A notre deuxième question : “Comment s’est passé le confinement pour vous et votre activité”, on retrouve deux écoles dans les réponses du btp. Les entreprises qui ont pu continuer leur activité sur les chantiers non occupés ou sur des chantiers extérieurs, tels que les maçons, plombiers et artisans multi-travaux. “Nous avons apprécié cette période pendant laquelle la circulation dans Nantes était fluide, sans ralentissement ! Quel gain de temps !” nous dit même Pierre*.

D’un autre côté, les architectes d’intérieur, ébénistes, designers… Qui se retrouvent en manque de certaines fournitures comme Simon*, ou encore qui ont enregistré un ralentissement des devis comme Elsa*. Emilie, quant à elle, s’est orientée “vers des projets plus artistiques” et a ainsi développé une autre facette de son activité design “Un aspect tourné à la fois vers des créations artistiques (Illustration, tableaux, bijoux) et empruntant des techniques liées au design (découpe et gravure laser, impression 3D)”.

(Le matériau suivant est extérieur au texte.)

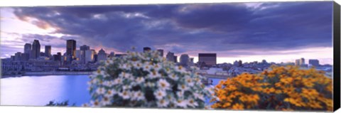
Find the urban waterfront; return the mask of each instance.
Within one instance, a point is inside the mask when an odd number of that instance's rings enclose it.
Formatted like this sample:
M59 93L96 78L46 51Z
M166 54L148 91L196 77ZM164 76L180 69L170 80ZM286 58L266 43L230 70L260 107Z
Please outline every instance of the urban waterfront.
M210 78L216 85L222 79ZM87 75L25 76L1 79L1 105L45 106L50 101L69 101L80 107L89 102ZM208 102L208 100L206 101Z

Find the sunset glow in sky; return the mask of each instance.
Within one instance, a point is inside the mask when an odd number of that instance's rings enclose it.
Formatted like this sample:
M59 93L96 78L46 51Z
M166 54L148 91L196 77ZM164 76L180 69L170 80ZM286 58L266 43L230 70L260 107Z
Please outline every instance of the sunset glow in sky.
M257 2L97 6L1 7L1 58L23 52L38 39L40 50L65 52L88 45L107 53L136 47L180 57L216 53L217 63L294 62L332 64L332 1Z

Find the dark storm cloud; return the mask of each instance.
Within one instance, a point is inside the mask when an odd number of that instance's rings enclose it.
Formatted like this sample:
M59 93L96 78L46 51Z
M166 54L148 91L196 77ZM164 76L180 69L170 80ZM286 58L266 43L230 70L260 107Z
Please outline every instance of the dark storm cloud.
M78 45L121 51L132 46L175 53L332 46L330 1L269 2L255 9L233 3L14 9L21 20L35 18L56 33L76 36Z

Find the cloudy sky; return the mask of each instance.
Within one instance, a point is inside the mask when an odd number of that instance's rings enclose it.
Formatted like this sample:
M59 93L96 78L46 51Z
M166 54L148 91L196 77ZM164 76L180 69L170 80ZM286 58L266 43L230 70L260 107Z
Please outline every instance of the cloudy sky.
M45 7L1 7L1 58L40 41L41 50L77 49L124 53L163 49L197 61L216 53L218 63L293 62L305 58L332 64L332 2L257 2Z

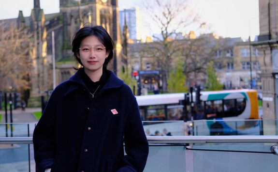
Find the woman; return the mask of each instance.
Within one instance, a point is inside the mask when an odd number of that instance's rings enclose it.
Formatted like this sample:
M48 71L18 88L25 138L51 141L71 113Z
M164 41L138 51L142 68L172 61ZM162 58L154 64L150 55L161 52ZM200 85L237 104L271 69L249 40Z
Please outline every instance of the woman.
M37 170L142 172L148 145L137 101L106 69L113 40L101 26L84 27L72 46L83 67L55 89L35 128Z

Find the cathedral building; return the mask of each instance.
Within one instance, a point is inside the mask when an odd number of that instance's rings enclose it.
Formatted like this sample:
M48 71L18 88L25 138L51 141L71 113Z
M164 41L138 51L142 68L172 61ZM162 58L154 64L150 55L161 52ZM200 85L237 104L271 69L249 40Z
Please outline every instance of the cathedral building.
M71 51L71 41L74 33L84 26L101 25L110 34L115 52L108 68L117 74L122 61L117 5L117 0L59 0L59 12L46 15L40 7L40 0L34 0L30 16L24 16L19 11L17 19L5 20L15 21L18 26L28 28L32 34L31 96L52 90L53 82L58 84L74 74L74 67L78 66ZM52 52L55 52L55 70Z

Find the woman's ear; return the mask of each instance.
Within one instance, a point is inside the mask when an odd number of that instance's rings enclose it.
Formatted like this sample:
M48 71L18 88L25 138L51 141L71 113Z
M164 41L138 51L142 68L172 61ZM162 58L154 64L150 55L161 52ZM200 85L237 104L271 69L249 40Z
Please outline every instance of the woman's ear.
M110 53L110 50L108 50L106 51L106 54L105 55L105 59L107 58L108 56L109 55L109 54Z
M76 57L77 57L77 58L80 58L80 54L79 54L79 53L78 52L76 52L75 53L75 56L76 56Z

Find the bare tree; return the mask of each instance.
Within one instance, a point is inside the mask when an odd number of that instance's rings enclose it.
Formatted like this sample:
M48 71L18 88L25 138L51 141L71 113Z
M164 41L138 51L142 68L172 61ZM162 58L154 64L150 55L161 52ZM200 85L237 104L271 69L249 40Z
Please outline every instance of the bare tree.
M15 22L0 23L0 90L30 89L30 35Z
M181 31L197 22L198 16L189 8L186 0L154 0L146 3L146 11L160 34L153 35L155 43L148 44L145 51L155 59L165 91L173 60L180 53L181 45L177 41L183 38Z
M199 85L204 81L206 68L215 59L216 42L216 39L210 34L183 40L181 53L184 62L183 71L191 84Z

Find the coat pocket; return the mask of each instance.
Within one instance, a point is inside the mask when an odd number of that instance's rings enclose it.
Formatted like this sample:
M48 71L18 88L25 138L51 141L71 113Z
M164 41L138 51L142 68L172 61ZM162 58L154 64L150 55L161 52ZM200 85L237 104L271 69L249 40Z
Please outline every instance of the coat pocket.
M101 172L115 172L114 165L116 158L114 156L105 156L103 157L102 163Z

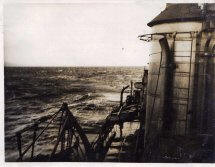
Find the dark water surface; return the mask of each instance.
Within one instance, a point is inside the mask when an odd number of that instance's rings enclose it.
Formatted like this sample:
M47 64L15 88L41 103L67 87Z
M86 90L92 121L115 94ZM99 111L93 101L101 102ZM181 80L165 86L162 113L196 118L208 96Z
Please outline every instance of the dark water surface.
M6 161L18 157L15 133L55 113L63 102L88 131L89 140L94 140L105 117L118 104L121 88L130 80L140 81L142 74L141 67L5 67ZM30 135L26 134L24 146ZM50 127L37 142L36 154L50 153L56 135L57 127Z

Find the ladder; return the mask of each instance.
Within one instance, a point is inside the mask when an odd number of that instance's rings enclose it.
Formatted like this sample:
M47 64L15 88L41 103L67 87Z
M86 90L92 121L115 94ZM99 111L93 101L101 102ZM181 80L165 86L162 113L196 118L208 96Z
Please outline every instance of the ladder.
M176 34L177 35L177 34ZM177 77L180 77L183 79L183 77L188 77L188 83L187 83L187 87L175 87L174 86L174 83L173 83L173 89L172 91L174 92L174 90L178 90L178 91L185 91L187 96L185 97L177 97L177 96L173 96L171 98L171 102L172 102L172 105L177 105L178 107L179 106L185 106L186 108L186 111L185 111L185 114L186 114L186 117L185 119L178 119L178 117L176 117L176 120L177 122L184 122L185 123L185 130L184 130L184 135L187 135L188 133L188 115L189 115L189 109L190 109L190 89L191 89L191 70L192 70L192 54L193 54L193 33L190 32L190 37L191 39L187 39L187 40L175 40L173 41L173 57L174 58L177 58L177 57L181 57L181 58L189 58L189 68L188 68L188 71L180 71L180 72L177 72L177 71L173 71L173 75L174 76L177 76ZM175 42L176 41L189 41L190 42L190 54L187 55L187 56L181 56L181 55L175 55ZM189 51L187 51L189 52ZM173 101L177 101L176 103L174 103ZM180 112L180 110L178 109L178 112ZM176 114L178 115L178 114ZM175 128L176 128L176 124L175 124ZM175 133L177 133L177 131L175 131Z

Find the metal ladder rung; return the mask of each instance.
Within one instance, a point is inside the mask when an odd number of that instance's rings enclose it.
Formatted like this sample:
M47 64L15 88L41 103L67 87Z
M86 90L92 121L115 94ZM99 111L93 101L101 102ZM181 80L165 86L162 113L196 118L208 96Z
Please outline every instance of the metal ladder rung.
M174 72L175 74L190 74L189 72Z
M185 97L172 97L172 98L169 98L169 99L172 99L172 100L184 100L184 101L187 101L189 98L185 98Z
M172 104L180 105L180 106L186 106L187 105L187 104L183 104L183 103L172 103Z
M185 58L190 58L190 56L173 56L173 57L185 57Z
M173 87L173 89L185 89L185 90L188 90L189 88Z

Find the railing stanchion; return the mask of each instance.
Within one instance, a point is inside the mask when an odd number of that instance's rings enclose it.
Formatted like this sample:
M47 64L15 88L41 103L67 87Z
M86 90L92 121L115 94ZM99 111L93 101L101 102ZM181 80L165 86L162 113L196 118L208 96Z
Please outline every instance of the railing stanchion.
M17 138L17 146L18 146L18 151L19 151L19 160L22 161L22 135L21 133L16 133L16 138Z

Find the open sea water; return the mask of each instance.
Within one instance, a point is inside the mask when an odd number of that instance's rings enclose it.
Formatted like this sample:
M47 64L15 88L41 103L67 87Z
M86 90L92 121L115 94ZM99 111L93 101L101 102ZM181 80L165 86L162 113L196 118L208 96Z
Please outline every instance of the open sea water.
M36 120L50 116L67 102L90 142L130 81L141 81L143 67L5 67L5 160L15 161L15 133ZM41 130L40 127L39 130ZM37 141L35 153L54 147L57 125ZM23 147L32 133L24 134ZM50 142L51 141L51 142Z

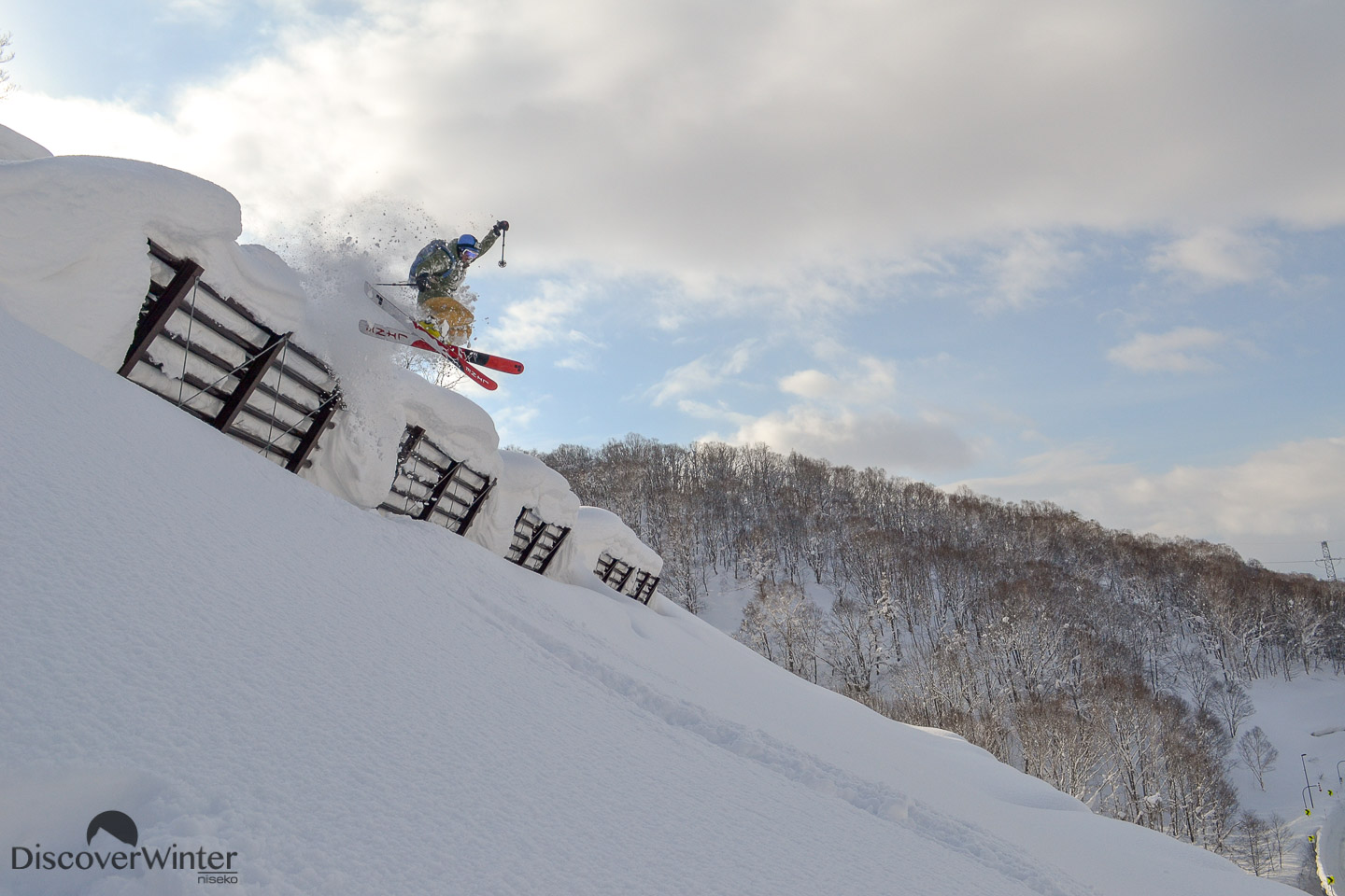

Maëlle, la créatrice de Rayonnantes, a elle aussi commencé à développer une nouvelle activité : la livraison de fruits et légumes bios et locaux à domicile, et remporte un joli succès. Horaires modifiés, respect des règles sanitaires… Il a également fallu s’adapter aux nouveaux comportements des clients et à leurs habitudes alimentaires : ouverture le dimanche, moins de propositions côté traiteur (le télétravail n’aidant pas les boulangeries).

Séverine du Chacha Restaurant, a très vite eu envie et besoin de se sentir utile : elle a commencé à cuisiner pour les soignants “Une très belle aventure !” nous dit-elle. En mai, elle a commencé la vente à emporter avec pour résultat un succès mitigé (peur du contact, attente des réouvertures pour manger sur place…), qui fut le même pour ses confrères restaurateurs.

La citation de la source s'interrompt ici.